3.If I am still alive - by inference of my spirit being in her-how is he going to dislodge me by just sleeping with 'my wife’?

The practice of levirate marriage as outlined in the bible - I will not attempt to cover other types which were different.

It begins with the belief that bearing children to contribute to the growth of the nation was a blessing from the Creator. (Ps127:3-5) Large families were considered desirable and all children born were accorded legitimate status.
That every family longed for the possibility that ‘the seed of promise’ would come through their lineage. (Gen 22:17,18; 28:14)

According the levirate marriage custom the widow then becomes the legal wife of her brother in law or next closest kin who then thru the rights of marriage as any husband can – produces offspring the firstborn would bear, not the name of the brother-in-law, but that of the deceased man.
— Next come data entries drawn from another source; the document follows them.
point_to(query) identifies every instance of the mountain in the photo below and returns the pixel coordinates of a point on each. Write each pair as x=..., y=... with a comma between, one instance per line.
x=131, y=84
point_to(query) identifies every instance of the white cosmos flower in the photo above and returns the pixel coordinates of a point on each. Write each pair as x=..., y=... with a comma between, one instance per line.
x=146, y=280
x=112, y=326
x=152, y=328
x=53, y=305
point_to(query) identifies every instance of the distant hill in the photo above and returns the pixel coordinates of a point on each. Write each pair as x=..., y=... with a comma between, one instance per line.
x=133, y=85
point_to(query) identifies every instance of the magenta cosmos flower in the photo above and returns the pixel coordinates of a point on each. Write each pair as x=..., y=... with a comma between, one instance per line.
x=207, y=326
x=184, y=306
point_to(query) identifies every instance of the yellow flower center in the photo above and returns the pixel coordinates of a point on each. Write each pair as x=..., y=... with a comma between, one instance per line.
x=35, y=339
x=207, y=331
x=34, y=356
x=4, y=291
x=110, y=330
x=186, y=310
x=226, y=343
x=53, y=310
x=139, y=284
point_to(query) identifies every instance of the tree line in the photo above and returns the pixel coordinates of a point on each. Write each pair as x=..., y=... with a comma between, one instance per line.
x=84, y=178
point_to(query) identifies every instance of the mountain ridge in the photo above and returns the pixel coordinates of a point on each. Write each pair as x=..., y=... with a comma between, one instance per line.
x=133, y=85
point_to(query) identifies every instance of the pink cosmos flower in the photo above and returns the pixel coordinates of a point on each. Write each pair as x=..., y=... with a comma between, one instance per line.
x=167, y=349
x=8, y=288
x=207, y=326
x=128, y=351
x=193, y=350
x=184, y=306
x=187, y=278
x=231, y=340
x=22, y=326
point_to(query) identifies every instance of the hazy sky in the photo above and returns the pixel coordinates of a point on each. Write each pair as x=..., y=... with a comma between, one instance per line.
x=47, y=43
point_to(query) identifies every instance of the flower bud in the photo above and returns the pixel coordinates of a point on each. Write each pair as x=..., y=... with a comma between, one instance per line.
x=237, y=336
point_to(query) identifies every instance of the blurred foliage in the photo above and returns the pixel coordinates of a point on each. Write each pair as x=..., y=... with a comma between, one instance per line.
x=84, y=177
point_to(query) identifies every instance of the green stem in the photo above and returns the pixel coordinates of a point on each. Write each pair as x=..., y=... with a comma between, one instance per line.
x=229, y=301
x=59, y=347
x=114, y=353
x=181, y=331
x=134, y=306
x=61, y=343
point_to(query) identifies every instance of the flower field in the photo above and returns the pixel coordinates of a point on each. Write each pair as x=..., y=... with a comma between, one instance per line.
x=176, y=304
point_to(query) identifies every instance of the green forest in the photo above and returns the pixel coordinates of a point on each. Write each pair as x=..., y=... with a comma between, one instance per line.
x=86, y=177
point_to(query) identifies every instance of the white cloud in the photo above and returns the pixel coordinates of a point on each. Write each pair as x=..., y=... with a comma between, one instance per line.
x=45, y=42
This does not mean that the child always bore the same given name but that he carried on the family line and the hereditary possession remained in the household of the deceased man.
This allowed the brothers name to continue and offspring thru the wife of his choice could then inherit that part of the family inheritance rather than having it seized by the rest of the family since the law required that the inheritances should remain within tribal communities. Numbers 27:1-11

Once the heir /offspring could do so, the heir was now fully responsible for administering the original brother’s inheritance.
Subsequent children borne from that union would be considered the children of the brother himself since only the firstborn from that marriage would have any claim to the property.

This practice shows concern for the preservation of the family name and line. It allowed the woman to choose either to raise up a child for her husband or have the inheritance passed back to the family upon her death since the law required inheritance not be passed between tribes. Number 36: 6-12 if she married otherwise the same would apply – the inheritance reverts to the family and her new husband would provide for her.
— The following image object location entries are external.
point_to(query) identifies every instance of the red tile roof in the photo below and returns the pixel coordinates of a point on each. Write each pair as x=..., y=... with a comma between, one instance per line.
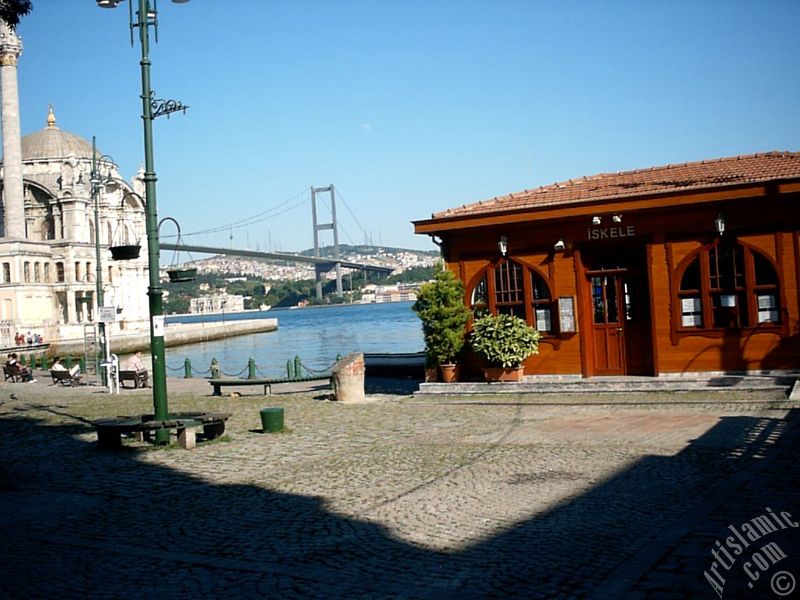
x=753, y=168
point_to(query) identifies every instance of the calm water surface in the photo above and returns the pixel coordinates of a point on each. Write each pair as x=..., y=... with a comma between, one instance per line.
x=315, y=334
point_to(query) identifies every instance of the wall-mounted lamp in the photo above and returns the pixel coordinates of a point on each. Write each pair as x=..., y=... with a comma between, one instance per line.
x=719, y=224
x=502, y=245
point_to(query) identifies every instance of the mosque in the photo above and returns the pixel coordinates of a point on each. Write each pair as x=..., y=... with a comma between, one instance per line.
x=48, y=264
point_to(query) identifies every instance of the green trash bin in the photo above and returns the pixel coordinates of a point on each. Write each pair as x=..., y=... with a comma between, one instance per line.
x=272, y=419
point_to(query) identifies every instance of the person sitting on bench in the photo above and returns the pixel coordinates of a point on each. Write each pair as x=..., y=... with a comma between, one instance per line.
x=24, y=373
x=74, y=372
x=135, y=364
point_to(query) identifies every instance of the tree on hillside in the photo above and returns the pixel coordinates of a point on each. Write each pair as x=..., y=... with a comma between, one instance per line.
x=11, y=11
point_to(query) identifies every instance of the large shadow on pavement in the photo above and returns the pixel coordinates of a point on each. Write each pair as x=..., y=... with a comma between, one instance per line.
x=76, y=522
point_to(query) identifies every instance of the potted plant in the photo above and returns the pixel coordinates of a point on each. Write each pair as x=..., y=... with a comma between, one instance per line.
x=440, y=307
x=504, y=341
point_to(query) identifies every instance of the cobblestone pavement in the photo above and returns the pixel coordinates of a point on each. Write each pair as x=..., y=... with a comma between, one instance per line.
x=397, y=497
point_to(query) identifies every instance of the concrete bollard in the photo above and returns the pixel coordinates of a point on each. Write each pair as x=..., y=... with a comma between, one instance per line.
x=347, y=378
x=298, y=368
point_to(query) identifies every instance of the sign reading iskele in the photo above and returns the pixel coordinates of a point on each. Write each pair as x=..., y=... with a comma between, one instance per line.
x=610, y=233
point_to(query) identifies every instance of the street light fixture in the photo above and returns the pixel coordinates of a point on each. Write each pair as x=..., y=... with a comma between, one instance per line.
x=152, y=108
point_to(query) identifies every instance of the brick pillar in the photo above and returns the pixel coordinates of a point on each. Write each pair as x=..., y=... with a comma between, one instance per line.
x=348, y=378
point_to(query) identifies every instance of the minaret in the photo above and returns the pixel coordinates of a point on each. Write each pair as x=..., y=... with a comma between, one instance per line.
x=14, y=201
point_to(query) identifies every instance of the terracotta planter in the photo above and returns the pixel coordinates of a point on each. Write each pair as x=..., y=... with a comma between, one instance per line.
x=180, y=275
x=502, y=374
x=449, y=372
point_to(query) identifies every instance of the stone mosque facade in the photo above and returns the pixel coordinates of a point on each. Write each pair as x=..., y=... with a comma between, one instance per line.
x=47, y=227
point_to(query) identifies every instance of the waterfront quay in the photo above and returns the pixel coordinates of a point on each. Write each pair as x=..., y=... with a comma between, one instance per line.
x=402, y=496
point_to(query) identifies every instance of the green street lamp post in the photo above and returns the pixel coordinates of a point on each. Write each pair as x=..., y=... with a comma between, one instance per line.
x=151, y=108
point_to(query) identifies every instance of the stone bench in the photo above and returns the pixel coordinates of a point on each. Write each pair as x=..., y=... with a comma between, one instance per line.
x=139, y=378
x=218, y=384
x=109, y=431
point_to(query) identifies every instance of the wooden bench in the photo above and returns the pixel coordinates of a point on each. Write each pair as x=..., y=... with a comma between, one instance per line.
x=139, y=378
x=109, y=431
x=218, y=384
x=65, y=378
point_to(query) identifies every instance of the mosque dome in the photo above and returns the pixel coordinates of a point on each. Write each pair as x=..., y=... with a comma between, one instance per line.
x=52, y=143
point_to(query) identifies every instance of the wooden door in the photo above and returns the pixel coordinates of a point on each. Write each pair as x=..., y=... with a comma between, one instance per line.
x=608, y=324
This custom does not presume that the community will suffer the anger of the deceased man if his wife does not submit to having intercourse with someone she does not want to – she retains her dignity but by agreeing to marriage she becomes another’s wife with the benefits and privileges that such brings and at the same time honors her previous husbands desire to pass his inheritance within the tribal boundaries.